Author, year	Therapeutic type	Method of modification of the fiber knob	Mutational pattern	Promoter	Enhancer	Therapeutic genes	Adenovirus	Combination	Experiment type	Result	(Refs.)
Suzuki et al, 2001	Virotherapy	Incorporation of an RGD peptide into the HI loop of the fiber knob	A 24-bp deletion in the E1A conserved region 2,Δ24	NA	NA	NA	Ad5-Δ24RGD	NA	In vitro/vivo	Specific inhibition of prostate cancer/cells	(101)
Shen et al, 2016	Virotherapy	Incorporation of an RGD peptide into the HI loop of the fiber knob	SXGXE (STGHE) mutation in E1A/Deletion of E1B-55K	NA	NA	NA	AxdAdB3-F/RGD	NA	In vitro/vivo	Specific inhibition of CAR-deficient prostate cancer/cells	(105)
Azab et al, 2014	Virotherapy	Replacing the Ad.5 fiber knob with the Ad.3 fiber knob	NA	PEG	NA	MDA-7/IL-24	Ad.5/3-PEG-E1A-MDA-7/IL-24, Ad.5/3-CTV ancer/cells	NA	In vitro/vivo	Specific inhibition of advanced prostate	(106)
Hakkarainen et al, 2009	Virotherapy	Replacing the Ad.5 fiber knob with the Ad.3 fiber knob	A 24-bp deletion in the E1A conserved region 2,Δ24	NA	NA	NIS	Ad5/3-∆24-hNIS	Radioiodine therapy	In vitro/vivo	Specific inhibition of prostate cancer/cells	(108)
Hwang et al, 2016	Virotherapy	Insertion of serotype 35 fiber knob into the serotype 5 backbone	NA	NA	PSES, PSA/PSMA	NA	Ad5/35E1a PSESE4	NA	In vitro/vivo	Specific inhibition of PSES-positive circulating prostate tumor cells	(112)
Ding et al, 2012	Virotherapy	NA	Deletion of E1B-55K	DD3	NA	PTEN	Ad.DD3. D55-PTEN	NA	In vitro/vivo	Specific inhibition of tumor/tumor cell growth	(115)

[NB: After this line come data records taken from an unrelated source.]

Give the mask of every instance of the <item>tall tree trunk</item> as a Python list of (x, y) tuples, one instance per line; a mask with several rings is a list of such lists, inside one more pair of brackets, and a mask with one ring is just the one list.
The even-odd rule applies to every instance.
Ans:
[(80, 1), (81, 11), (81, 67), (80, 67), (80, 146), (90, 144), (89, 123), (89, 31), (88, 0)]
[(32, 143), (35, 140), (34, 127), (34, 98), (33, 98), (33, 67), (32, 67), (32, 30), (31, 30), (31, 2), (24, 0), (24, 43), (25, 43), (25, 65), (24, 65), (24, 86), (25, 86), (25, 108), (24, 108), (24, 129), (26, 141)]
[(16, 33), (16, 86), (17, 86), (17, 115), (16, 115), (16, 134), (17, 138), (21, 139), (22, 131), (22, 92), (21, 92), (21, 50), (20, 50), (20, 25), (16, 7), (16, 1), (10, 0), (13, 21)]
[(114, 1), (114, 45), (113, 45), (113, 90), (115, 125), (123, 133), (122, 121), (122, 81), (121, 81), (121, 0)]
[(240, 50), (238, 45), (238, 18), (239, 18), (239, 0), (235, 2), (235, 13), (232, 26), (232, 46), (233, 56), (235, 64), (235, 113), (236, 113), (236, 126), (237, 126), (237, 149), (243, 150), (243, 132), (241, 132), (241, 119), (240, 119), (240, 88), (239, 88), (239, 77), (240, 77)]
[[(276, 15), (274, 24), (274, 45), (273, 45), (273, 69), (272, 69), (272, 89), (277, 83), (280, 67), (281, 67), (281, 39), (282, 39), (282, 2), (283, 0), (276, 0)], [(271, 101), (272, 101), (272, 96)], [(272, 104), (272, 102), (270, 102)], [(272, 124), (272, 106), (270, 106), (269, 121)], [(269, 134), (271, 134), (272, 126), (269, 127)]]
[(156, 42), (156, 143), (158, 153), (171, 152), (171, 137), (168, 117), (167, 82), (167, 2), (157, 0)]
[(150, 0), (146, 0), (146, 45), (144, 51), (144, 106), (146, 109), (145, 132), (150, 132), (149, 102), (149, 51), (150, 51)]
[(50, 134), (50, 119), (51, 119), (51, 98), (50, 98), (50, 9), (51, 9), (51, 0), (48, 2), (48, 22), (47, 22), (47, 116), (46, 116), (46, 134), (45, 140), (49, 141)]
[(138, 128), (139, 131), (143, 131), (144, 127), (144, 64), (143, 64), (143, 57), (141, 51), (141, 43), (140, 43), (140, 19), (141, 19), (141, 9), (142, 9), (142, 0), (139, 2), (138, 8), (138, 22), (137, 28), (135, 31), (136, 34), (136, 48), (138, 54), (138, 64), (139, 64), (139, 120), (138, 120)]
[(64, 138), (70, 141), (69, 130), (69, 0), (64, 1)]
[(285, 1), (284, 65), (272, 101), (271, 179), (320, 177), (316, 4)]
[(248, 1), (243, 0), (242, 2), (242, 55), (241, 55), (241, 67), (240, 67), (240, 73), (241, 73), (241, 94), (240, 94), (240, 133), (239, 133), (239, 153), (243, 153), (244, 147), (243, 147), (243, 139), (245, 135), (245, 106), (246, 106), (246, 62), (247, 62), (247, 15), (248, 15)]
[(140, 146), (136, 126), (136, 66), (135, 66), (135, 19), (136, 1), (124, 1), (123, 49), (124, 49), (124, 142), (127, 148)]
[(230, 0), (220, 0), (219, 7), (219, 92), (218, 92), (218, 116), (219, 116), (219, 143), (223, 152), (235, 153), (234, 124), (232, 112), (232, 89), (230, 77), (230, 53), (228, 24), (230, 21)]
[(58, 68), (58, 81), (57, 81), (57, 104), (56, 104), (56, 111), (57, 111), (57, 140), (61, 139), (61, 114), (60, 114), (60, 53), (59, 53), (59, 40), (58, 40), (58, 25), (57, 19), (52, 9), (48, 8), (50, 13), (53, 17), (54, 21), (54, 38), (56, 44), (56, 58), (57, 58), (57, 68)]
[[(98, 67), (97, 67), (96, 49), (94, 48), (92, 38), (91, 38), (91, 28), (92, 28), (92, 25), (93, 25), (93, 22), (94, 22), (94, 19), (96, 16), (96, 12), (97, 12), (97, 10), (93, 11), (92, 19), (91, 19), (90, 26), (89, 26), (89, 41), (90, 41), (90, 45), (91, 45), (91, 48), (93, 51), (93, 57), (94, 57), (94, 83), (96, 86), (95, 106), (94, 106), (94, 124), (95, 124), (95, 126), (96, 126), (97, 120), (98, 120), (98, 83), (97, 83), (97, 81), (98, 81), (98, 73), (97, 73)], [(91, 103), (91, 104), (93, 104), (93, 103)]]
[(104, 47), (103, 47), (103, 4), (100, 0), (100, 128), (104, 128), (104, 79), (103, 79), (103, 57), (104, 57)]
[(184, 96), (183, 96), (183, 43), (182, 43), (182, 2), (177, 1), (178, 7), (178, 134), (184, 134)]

RGD, arginine-glycine-aspartic acid; NA, not applicable; −55 K, −55 kDa; CAR, Coxsackie virus adenovirus receptor; PEG, progression elevated gene; MDA, melanoma differentiation-associated protein; IL, interleukin; NIS, sodium iodide symporter; PSES, prostate-specific enhancing sequences; PSA, prostate-specific antigen; PSMA, prostate-specific membrane antigen; DD3, differential display code 3; PTEN, phosphatase and tensin.

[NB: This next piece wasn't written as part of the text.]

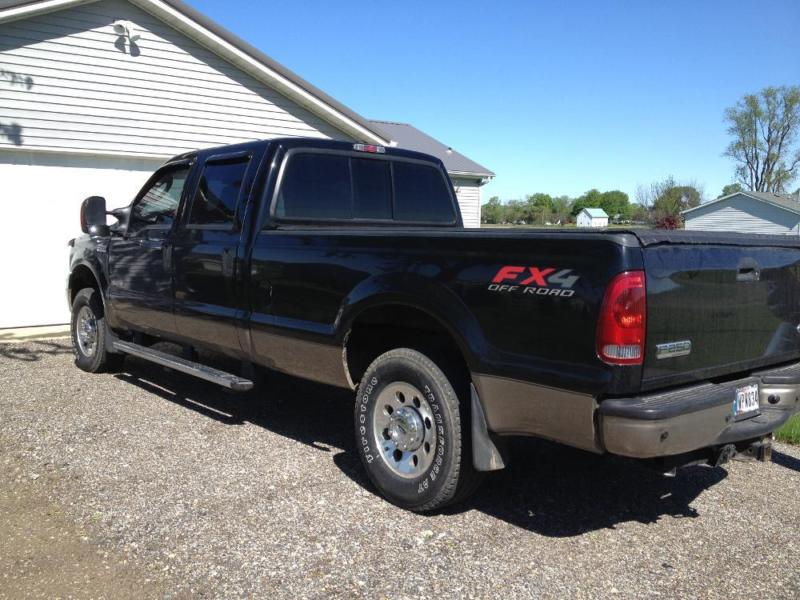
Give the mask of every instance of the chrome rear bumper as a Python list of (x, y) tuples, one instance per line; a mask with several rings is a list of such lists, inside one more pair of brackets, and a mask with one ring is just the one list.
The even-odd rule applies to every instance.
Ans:
[[(759, 385), (759, 411), (737, 420), (737, 387)], [(634, 458), (671, 456), (772, 433), (800, 411), (800, 363), (723, 384), (704, 383), (635, 398), (613, 398), (598, 407), (601, 444)]]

Another promising direction for tumor-targeting strategies takes advantage of the host immune system. The immune system is a potent defensive capability that protects the body from disease, including tumor development and progression. However, certain tumors exhibit host immune tolerance. Adenoviruses armed with cytokines or inhibitors are able to weaken tumor-associated immune checkpoint inhibition, and the host immune tolerance of the tumor may also be reduced (123–125). Following lysis of tumor cells infected by the adenovirus, tumor antigen exposure activates host tumor immunity to induce lysis of metastatic lesions (123). Several adenoviruses have been developed to trigger these oncolytic immunotherapeutic effects, and the results have been satisfactory in certain tumors. Adenovirus mutant Ad5Δ24/3-RGD-GM-CSF, with expression of granulocyte macrophage-colony-stimulating factor (GM-CSF), exhibits potent antitumor effects in PCa. This construct induced tumor cell death and activated T-cells in response to antigen presentation by exposure of the tumor antigen. The mounted immune response of the injected tumor improved immune recognition to attenuate the growth of distant metastases in PCa (123). Pexa-Vec, which is an oncolytic poxvirus expressing GM-CSF, markedly inhibited tumor progression by inducing host tumor immunity (124). A HSV-1 mutant, termed T-VEC, also expressed GM-CSF to activate antitumor immunity and induced regression of non-injected distal lesions in advanced melanoma (125). Although Pexa-Vec and T-VEC have not yet been used to treat PCa, we hypothesize that treatment of PCa with adenoviruses constructed using an identical strategy may achieve beneficial responses. Adenoviruses armed with cytokines or inhibitors are the most promising strategy for the targeted treatment of early- and late-stage PCa.

Conclusion

In conclusion, the tumor-targeting effect is the key point regarding adenovirus-mediated gene therapy and virotherapy. Targeting strategies have been increasingly developed in basic research, however, various limitations remain. Therefore, further research concerning targeting strategies is required to improve the safety of these therapies in the human body and to maximize the net benefit of adenovirus-mediated gene therapy and virotherapy.